Pagi ini saya terbangun sedikit terlambat. Badan yang pegal setelah akhir minggu kemarin pulang ke Malang. Selelah-lelahnya badan, bila membayangkan akan bertemu Putri tercinta, tentu tidak dirasakan. Akhirnya, setelah puas dengan bius endorfin cinta (beraktifitas mesra dengan anak), maka tibalah masa badan remuk redam.

Bermalas-malasan saya bersiap, dan berangkat menuju RSU dr. Soetomo. Pikiran saya di-setting menjalani rutinitas biasa kehidupan PPDS. Hingga saampai saya membuka notifikasi dari blog. Ada sebuah komentar yang menunggu di setujui. Komentar panjaaaaaang yang di ujung waktu, saat selesai membaca, saya terharu. Rupanya ini bukan pagi ‘rutinitas biasa’. Saya baru saja mendapat vitamin kehidupan. Berupa sebuah kisah yang sarat motivasi.

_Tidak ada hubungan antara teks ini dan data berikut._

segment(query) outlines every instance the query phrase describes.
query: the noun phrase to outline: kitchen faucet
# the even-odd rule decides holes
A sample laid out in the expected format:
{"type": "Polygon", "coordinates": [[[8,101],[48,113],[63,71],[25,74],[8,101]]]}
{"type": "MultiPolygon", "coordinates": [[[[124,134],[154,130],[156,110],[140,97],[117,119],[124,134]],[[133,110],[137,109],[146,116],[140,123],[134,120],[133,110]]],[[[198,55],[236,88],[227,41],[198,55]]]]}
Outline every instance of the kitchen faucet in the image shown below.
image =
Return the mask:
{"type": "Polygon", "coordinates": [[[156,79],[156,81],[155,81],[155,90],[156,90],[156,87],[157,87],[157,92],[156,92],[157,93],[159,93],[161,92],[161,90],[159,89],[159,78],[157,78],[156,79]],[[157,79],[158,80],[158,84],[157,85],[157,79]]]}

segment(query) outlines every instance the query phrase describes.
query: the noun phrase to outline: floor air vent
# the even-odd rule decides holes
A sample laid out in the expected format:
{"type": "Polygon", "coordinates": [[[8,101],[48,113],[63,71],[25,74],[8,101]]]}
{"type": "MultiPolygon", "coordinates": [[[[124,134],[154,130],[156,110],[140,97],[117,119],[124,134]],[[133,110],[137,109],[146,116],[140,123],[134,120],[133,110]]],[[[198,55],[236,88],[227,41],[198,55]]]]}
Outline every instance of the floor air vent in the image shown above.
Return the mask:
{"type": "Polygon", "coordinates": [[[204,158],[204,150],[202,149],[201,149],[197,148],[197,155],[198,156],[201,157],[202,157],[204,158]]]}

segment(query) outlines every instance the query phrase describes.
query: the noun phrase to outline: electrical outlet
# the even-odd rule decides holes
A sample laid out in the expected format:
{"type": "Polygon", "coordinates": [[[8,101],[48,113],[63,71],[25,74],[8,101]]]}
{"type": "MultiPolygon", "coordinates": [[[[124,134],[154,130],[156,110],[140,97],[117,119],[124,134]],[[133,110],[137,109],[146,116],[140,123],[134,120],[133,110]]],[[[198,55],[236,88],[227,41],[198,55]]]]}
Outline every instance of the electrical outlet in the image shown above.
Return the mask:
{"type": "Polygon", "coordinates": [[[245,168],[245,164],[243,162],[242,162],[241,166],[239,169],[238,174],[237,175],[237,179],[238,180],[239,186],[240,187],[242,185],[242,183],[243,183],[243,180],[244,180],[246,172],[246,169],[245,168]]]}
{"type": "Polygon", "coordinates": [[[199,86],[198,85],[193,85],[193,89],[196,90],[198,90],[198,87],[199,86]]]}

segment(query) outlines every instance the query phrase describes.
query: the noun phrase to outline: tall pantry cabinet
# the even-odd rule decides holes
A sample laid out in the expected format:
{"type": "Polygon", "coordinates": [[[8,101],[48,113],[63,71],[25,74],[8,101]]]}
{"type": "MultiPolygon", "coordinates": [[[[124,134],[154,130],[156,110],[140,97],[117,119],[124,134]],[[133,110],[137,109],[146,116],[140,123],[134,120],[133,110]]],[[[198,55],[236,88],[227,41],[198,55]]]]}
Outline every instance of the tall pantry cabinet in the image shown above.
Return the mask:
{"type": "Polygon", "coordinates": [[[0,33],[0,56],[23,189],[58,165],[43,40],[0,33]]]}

Berikut, saya sertakan tulisan komentar dari seorang Dila. Yang baru saja diterima di salah satu FK perguruan tinggi negeri. Tulisan ini saya sunting sedikit, tanpa mengurangi maupun mengubah makna. Adapun tulisan aslinya bisa dinikmati di kolom komentar artikel Jadi Dokter Itu Mudah, Masuk FK Itu (yang) Susah.

Selamat membaca…

 

Assalamualaikum Pak Dokter,

Halo pengunjung blog yang lain..

Sebenarnya sudah lama pengen bagiin pengalaman perjuangan buat masuk jurusan impian. “FK”.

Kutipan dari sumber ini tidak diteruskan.